Search code examples
phpiconv

How to remove these iconv-translated ASCII question mark characters from this string?


I'm translating user-submitted strings from UTF-8 to ASCII-Printable:

$str = 'Thê qúïck 😈 brõwn fõx júmps?😈 Óvér thé lázy dõg?😈';

$out = iconv('UTF-8', 'ASCII//TRANSLIT', $str);

var_dump($out);

$out = 'The quick ? brown fox jumps?? Over the lazy dog??';

I want the extra ? question marks from $out removed.

if ($out !== $str && strpos($out, '?') !== false) {
    // The input string was modified and contains at least one question mark
    //
    // Not even really sure where to begin
    //
    // Do we need to compare the position of every character from the
    // original string to every position of the new string and replace
    // where the original string did not contain a question mark?
    //
    // That's all I can think of, but there has to be a better way.
}

I want to keep all //TRANSLIT characters, including those few included in the example $str above, e.g.áéïõú = aeiou. There is no other nuace to this question.
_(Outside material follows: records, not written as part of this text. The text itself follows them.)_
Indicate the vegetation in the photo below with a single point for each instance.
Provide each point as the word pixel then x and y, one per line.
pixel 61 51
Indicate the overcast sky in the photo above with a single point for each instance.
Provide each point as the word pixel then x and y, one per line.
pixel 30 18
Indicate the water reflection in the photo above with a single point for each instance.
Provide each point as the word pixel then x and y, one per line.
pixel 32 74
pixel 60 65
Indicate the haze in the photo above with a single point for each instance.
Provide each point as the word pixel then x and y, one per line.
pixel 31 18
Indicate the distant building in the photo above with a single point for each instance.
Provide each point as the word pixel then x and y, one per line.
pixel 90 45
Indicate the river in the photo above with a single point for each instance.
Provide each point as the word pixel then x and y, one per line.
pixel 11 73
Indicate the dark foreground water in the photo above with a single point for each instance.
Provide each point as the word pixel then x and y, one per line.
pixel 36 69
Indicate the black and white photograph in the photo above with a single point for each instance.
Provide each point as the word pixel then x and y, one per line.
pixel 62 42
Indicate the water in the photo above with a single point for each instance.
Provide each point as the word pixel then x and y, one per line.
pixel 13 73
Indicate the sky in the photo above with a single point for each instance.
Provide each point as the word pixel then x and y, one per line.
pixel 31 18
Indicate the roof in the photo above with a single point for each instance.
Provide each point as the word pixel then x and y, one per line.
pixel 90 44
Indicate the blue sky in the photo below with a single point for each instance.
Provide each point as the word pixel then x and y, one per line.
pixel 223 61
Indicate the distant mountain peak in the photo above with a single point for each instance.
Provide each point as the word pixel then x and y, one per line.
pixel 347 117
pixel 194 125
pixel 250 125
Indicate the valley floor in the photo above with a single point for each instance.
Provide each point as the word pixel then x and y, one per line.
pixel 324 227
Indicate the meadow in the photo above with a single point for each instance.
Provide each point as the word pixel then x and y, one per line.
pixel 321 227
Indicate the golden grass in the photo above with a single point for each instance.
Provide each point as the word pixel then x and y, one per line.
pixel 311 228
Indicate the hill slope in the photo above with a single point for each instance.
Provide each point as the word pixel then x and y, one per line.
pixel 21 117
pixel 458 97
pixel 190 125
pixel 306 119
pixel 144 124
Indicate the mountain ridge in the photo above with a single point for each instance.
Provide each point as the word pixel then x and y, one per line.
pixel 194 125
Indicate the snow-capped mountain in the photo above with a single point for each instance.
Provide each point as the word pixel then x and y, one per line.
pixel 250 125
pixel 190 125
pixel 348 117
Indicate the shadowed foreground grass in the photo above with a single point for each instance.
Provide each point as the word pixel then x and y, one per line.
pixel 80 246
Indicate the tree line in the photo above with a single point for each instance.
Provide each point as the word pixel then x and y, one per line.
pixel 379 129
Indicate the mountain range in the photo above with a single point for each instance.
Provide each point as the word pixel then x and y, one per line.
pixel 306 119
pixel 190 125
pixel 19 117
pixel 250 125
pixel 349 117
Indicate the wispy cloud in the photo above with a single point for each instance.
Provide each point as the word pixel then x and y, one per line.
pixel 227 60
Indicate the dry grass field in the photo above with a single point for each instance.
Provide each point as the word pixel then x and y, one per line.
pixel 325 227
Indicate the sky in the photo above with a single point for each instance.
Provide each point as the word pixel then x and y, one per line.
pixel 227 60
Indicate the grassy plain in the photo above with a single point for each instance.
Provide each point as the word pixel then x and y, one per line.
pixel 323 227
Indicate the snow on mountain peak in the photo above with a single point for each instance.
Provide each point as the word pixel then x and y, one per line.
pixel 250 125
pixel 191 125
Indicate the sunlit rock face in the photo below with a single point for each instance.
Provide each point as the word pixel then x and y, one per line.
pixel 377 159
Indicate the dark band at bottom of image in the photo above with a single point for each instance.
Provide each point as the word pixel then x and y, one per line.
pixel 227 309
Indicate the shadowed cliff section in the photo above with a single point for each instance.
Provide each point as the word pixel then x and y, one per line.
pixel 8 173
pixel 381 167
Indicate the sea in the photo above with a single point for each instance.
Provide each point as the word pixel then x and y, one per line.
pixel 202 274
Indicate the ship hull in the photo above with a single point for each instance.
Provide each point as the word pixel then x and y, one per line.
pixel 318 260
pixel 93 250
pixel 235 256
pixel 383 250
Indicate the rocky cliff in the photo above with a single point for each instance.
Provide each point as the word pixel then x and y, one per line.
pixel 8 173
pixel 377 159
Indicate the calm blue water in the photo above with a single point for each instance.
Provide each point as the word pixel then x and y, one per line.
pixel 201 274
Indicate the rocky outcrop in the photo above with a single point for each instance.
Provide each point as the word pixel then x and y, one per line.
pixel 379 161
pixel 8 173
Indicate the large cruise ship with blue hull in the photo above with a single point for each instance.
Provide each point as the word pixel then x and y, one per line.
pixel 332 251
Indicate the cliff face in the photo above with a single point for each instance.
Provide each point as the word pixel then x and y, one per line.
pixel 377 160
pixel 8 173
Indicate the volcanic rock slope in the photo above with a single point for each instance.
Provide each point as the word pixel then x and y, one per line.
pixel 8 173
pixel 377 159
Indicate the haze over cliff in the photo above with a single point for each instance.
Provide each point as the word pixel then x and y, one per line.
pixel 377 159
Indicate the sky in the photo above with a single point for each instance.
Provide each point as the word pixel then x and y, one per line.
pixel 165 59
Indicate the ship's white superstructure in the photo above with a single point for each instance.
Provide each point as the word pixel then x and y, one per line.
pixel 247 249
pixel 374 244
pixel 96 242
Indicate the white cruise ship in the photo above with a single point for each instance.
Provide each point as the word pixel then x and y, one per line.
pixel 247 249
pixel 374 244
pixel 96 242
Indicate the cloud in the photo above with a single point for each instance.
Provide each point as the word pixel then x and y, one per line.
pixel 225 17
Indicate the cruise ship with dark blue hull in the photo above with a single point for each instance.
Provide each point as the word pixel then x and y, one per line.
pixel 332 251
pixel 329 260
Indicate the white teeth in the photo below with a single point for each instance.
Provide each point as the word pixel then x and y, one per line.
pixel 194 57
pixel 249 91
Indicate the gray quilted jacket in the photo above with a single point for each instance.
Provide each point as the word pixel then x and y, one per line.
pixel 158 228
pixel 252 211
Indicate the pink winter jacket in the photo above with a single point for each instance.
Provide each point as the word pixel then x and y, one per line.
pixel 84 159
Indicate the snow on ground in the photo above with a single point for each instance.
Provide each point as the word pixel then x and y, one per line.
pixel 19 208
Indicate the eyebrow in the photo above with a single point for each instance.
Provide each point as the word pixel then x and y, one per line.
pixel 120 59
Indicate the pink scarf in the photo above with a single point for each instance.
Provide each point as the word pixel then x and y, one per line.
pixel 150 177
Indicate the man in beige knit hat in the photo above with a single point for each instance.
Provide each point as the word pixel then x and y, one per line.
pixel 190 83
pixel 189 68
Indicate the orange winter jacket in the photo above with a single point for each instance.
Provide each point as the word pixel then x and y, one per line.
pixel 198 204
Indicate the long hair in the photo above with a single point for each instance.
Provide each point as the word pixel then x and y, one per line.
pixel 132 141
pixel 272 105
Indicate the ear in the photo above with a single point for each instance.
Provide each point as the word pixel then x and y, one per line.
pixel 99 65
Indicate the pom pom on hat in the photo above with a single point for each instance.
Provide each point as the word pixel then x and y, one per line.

I think it boils down to a string comparison and replace question.

I'm not necessarily looking for someone to write the entire code, just a pointer in the right direction of how you'd tackle this.


Solution

  • Here is a solution based on transliterator_transliterate():

    $str = transliterator_transliterate('Latin-ASCII', 'Thê qúïck 😈 brõwn fõx júmps?😈 Óvér thé lázy dõg?😈');
    $str = preg_replace('/[\x80-\xFF]/', '', $str);
    echo $str;
    

    Output:

    The quick  brown fox jumps? Over the lazy dog?
    

    Note that the emoji are kept by transliterator_transliterate(), so I used a regex to remove all the remaining non-ASCII characters.